Funny One Liners

  1. I was visited by three spirits last night, Vodka, Rum And Gin. . .
  2. To the person who just mass messaged me that heart felt “Merry Christmas” text, I thought you should know everyone says “Thanks”. ..All 115 of them.
  3. May have put up a few too many Christmas lights. A 747 just landed in the backyard.
  4. When is Dennis Rodman going to realize that he will be executed as soon as the North Korean basketball team he is training loses their first game.
  5. The restraining order doesn’t mean we can’t hangout. It just says I can’t get within 50 ft of you. So you wanna play catch or Frisbee or something?
  6. Love means never being able to like another girl’s selfie on Instagram ever again.

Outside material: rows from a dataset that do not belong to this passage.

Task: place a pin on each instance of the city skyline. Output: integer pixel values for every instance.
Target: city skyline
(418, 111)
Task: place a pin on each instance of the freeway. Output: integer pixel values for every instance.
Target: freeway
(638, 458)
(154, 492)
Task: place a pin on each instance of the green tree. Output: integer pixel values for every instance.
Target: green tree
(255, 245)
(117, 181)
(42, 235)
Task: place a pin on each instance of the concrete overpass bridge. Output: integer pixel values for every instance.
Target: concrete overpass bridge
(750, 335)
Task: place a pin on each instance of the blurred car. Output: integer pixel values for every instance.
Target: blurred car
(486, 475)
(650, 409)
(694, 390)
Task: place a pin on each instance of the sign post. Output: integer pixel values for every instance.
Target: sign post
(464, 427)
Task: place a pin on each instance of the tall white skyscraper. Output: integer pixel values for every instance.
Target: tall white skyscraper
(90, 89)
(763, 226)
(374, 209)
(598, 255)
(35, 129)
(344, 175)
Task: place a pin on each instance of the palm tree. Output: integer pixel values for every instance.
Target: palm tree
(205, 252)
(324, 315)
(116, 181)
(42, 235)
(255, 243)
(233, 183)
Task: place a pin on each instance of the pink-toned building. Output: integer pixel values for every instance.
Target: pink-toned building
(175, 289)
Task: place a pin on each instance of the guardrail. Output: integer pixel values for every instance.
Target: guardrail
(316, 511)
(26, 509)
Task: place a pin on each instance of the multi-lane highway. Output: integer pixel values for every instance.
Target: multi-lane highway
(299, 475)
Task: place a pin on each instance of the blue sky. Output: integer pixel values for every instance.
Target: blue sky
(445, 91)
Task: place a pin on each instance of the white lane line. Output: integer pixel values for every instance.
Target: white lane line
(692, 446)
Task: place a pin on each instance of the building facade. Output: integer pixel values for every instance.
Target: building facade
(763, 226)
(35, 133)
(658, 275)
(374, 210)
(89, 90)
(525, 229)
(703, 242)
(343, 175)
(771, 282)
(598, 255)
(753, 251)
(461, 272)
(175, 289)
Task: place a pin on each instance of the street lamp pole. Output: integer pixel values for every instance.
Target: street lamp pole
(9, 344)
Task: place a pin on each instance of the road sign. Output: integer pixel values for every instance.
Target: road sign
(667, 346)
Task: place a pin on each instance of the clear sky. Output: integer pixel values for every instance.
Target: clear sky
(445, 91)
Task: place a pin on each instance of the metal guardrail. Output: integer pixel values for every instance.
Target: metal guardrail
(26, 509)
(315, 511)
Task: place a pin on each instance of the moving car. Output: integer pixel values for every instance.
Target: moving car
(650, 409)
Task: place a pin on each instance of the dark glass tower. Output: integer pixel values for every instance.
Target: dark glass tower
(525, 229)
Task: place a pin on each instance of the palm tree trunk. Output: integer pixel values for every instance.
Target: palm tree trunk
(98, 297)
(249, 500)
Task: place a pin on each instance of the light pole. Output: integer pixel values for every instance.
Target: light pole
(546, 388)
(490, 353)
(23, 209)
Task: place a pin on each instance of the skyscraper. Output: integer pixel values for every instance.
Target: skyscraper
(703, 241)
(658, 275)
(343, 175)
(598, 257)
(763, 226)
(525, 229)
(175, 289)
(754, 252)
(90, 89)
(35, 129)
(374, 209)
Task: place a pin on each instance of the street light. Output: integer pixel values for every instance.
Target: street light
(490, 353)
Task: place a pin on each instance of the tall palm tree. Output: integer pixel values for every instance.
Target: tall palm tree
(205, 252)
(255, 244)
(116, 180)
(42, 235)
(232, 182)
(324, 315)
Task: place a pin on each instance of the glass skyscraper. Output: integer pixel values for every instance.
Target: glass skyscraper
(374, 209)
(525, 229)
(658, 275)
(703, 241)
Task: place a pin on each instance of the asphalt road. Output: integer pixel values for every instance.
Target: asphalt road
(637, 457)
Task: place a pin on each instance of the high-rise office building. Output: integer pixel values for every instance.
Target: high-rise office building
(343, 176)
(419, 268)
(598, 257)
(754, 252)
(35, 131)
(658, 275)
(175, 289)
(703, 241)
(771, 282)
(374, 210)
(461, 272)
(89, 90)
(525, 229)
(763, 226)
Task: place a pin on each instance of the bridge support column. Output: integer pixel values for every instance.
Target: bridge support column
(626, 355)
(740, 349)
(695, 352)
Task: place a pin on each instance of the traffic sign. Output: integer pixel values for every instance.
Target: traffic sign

  7. ’twas the night before Christmas and all through the house, everyone was screaming… Just cuz I went into the wrong house.
  8. Got banned from bookstore AGAIN this weekend for moving “CAUTION: WET FLOOR” sign to the erotic aisle.
  9. Some of the best things in life…are mistakes.
  10. Question ? Do old lesbians try to look like Rod Stewart or does Rod Stewart try to look like an old lesbian?
  11. I figure I must be Bi-sexual. I have sex twice a year.
  12. If Scientists invent a pill to make us immortal, I guarantee I’d choke to death swallowing it.
  13. People ask me what my secret is to losing weight and I tell them not having money to buy food
  14. Women: Think of every guy you have ever been friends with. He has jerked off to you. Good talk.
  15. I bought a Christmas tree today and the guy asked me ‘Will you be putting it up yourself?’ I told him, ‘No, you sicko, it’s going in the living room!’
  16. Taking Viagra for my sunburn. Doesn’t cure it but it keeps the sheets off of my legs at night!
  17. I consider myself a tolerable person, and I can care less if you are gay/straight;black/white; or conservative or liberal. The one thing I cannot tolerate, is ALL YOUR FUKN GAME REQUESTS!!!!!
  18. The Dr. who had examined my wife when she was rushed to the Emergency Room, pulled me aside and said, ‘I don’t like the looks of your wife at all.’ I said ‘Me neither doc,’ ……’But she’s a great cook and good with the kids.’
  19. You know you’re getting old when you fall down and wonder what else you can do while you’re down there.
  20. She said she was stripping to feed her kids but then got pissed when I started throwing food at her.